The forged blade is covered with a mixture of clay which is produced by the smith according to his own secret recipe. Then the pattern of the Hamon is pressed into the still humid claycover in the area of the edge. Hamon means the entire appearance of the separating line or tempering line between the specially tempered edge and the body of the blade. It significantly affects the beauty of a blade. There are numerous variations of patterns, from the straight running Hamon to exuberant waveforms and patterns of which some have very picturesque names.

After the claycover dries, the blade is heated in the completely dark forge. The experienced smith knows when the right temperature is attained only by the colour of the blaze. This is one of the most difficult actions of the production of a blade. When the right time has arrived, the blade is chilled in water. The thin claycover in the area of the edge cools down very fast which makes the edge   temper in an optimal way. On the other parts of the blade, the clay is thicker. There, the blade cools down more slowly and the steel remains somewhat softer and therefore more flexible. The blade cannot break anymore.

Afterwards, the blade is transferred to the polisher who polishes the blade with a great many polishing stones of different granules. He renders visible what the swordsmith has created through smithing and tempering. Hereby, he must identify in which way he has to polish the blade. For a Katana, a good polisher needs approximately two weeks of net working time. For the restoration of  even strongly corroded antique blades, good polishers often work little wonders.

Just like in former times, there are even more craftmanships relating to the Japanese sword. The  blade clamp maker produces the Habaki, that is to say the part at the front side of the hilt which keeps the blade in the Saya.
The scabbard maker produces scabbards and hilts that meet perfectly, using the wood of the magnolia tree. There is also the hilt wrapper who tightens the artistically crafted hilt wrap made of cotton, silk and leather over the hilt which is covered with Same. In addition, there are professionals who cut grooves and artistical engravings into the blade. A little circle of craftsmen produces Tsuba and other sword ornaments.

What makes a good blade?

What makes a good blade, then? First, there is the shape. The curve, the length, the breadth and the thickness should harmonise. Then there is the smithing pattern which is visible as Jihada on the surface of the blade.  Through this, the professional can see in which way the smith folded the steel and of which quality the steel is.

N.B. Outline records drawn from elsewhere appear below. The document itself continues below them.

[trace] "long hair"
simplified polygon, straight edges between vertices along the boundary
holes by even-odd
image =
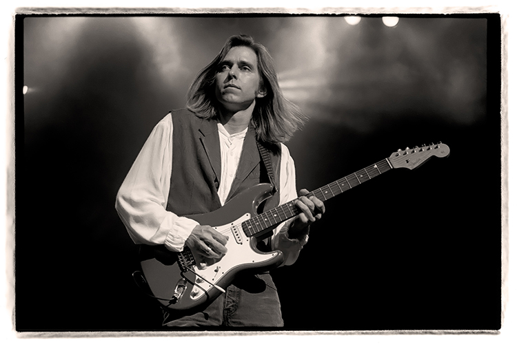
[[[187,94],[187,108],[203,118],[218,116],[219,104],[215,96],[215,77],[219,64],[234,47],[245,46],[256,54],[261,86],[267,94],[256,99],[252,122],[256,139],[269,144],[288,141],[307,120],[301,110],[284,98],[278,86],[273,58],[262,44],[247,35],[230,37],[219,54],[196,76]]]

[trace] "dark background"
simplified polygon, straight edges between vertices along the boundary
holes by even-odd
[[[287,143],[298,189],[399,148],[451,149],[327,202],[298,261],[273,273],[285,329],[499,329],[499,16],[399,17],[18,16],[17,330],[161,330],[115,195],[239,33],[268,47],[310,117]]]

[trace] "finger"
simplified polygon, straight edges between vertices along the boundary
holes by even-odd
[[[325,204],[319,198],[312,196],[310,200],[314,204],[316,209],[318,210],[318,213],[322,214],[325,213]]]
[[[217,240],[219,243],[221,243],[223,245],[226,245],[226,243],[228,241],[229,237],[226,235],[223,235],[219,232],[216,231],[214,229],[212,230],[212,237]]]
[[[302,189],[301,190],[300,190],[300,195],[301,196],[305,196],[307,193],[309,193],[309,191],[307,189]]]
[[[298,198],[298,200],[303,202],[303,204],[305,204],[307,208],[309,208],[311,212],[314,212],[314,202],[313,202],[311,200],[307,198],[305,196],[301,196]]]

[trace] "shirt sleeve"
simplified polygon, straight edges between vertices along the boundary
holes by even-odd
[[[181,252],[198,222],[167,211],[172,166],[172,120],[154,127],[119,190],[115,208],[135,244]]]
[[[298,197],[296,193],[296,175],[294,161],[289,153],[289,149],[282,144],[282,155],[280,166],[280,204],[283,204]],[[280,250],[284,255],[283,265],[292,265],[300,255],[300,250],[307,244],[309,239],[307,232],[298,238],[290,238],[287,229],[292,222],[287,220],[282,223],[274,230],[272,248]]]

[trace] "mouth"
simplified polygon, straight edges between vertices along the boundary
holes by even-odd
[[[237,89],[241,89],[241,88],[239,86],[236,86],[236,85],[233,85],[233,84],[229,84],[229,85],[227,85],[225,86],[225,89],[230,88],[230,87],[236,88]]]

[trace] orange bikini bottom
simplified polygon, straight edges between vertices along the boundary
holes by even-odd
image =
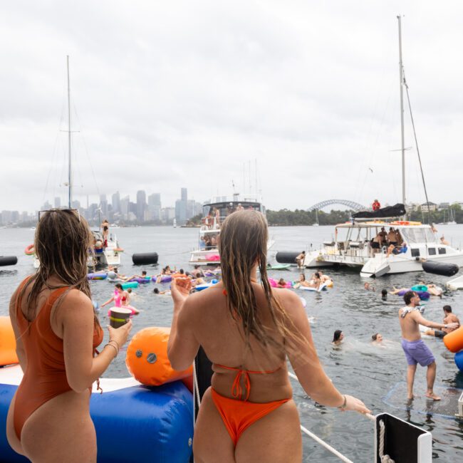
[[[236,400],[221,395],[212,387],[211,394],[235,447],[241,434],[251,425],[291,400],[283,399],[264,403]]]

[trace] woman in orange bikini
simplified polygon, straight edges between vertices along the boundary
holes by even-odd
[[[267,236],[261,214],[234,212],[220,232],[222,281],[190,296],[189,281],[172,281],[172,365],[187,368],[201,345],[214,372],[196,422],[193,451],[199,463],[301,461],[286,357],[318,403],[369,412],[359,400],[340,394],[326,376],[298,296],[287,289],[272,292]]]
[[[40,268],[14,292],[10,317],[24,376],[6,421],[11,447],[32,462],[96,462],[90,417],[92,384],[125,343],[131,322],[103,333],[90,298],[88,249],[92,236],[73,210],[39,219],[35,249]],[[98,354],[98,355],[97,355]]]

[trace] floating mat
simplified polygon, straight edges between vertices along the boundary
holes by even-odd
[[[434,387],[434,392],[441,397],[440,400],[428,399],[425,393],[425,385],[416,383],[414,387],[415,399],[410,403],[407,400],[407,383],[403,381],[397,383],[383,399],[387,405],[402,410],[410,410],[424,415],[435,415],[444,418],[454,419],[458,413],[458,399],[463,392],[463,389],[457,387]]]

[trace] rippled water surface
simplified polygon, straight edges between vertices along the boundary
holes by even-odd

Another important criterion is the Hamon. A well applied Hamon impresses with its running pattern which suits the blade.

How can you recognise shape and quality?

The shape can be best recognised by holding the blade vertically with outstretched arms. Then you have to look at the Jihada, the Hamon and the Boshi (the pattern of the tempering in the point of the sword).
For this, you should look at the blade under artificial light which should preferably shine on the blade from above or from the side. The blade is swayed slowly until the best position is found. Now you can see the crystal structure of the Hamon.

On the steel surface so-called Hataraki are visible. These are features in the steel that result from the forging and tempering and which are composed of finest crystalline structures. There exist different shapes and and a variety of names for them. Only a trained eye can recognise this instantly.

Finally, you look at the tang and – if present – at the signature. With all this information, the colour and the density of the steel structure and the condition of the tang (patina, rust) you can find out  which period or smithing school a blade could come from – even when there is no signature. Attention should be paid if rust on the tang looks reddish or bubbles are forming. In this case, it is an artificially (with chemicals) aged piece.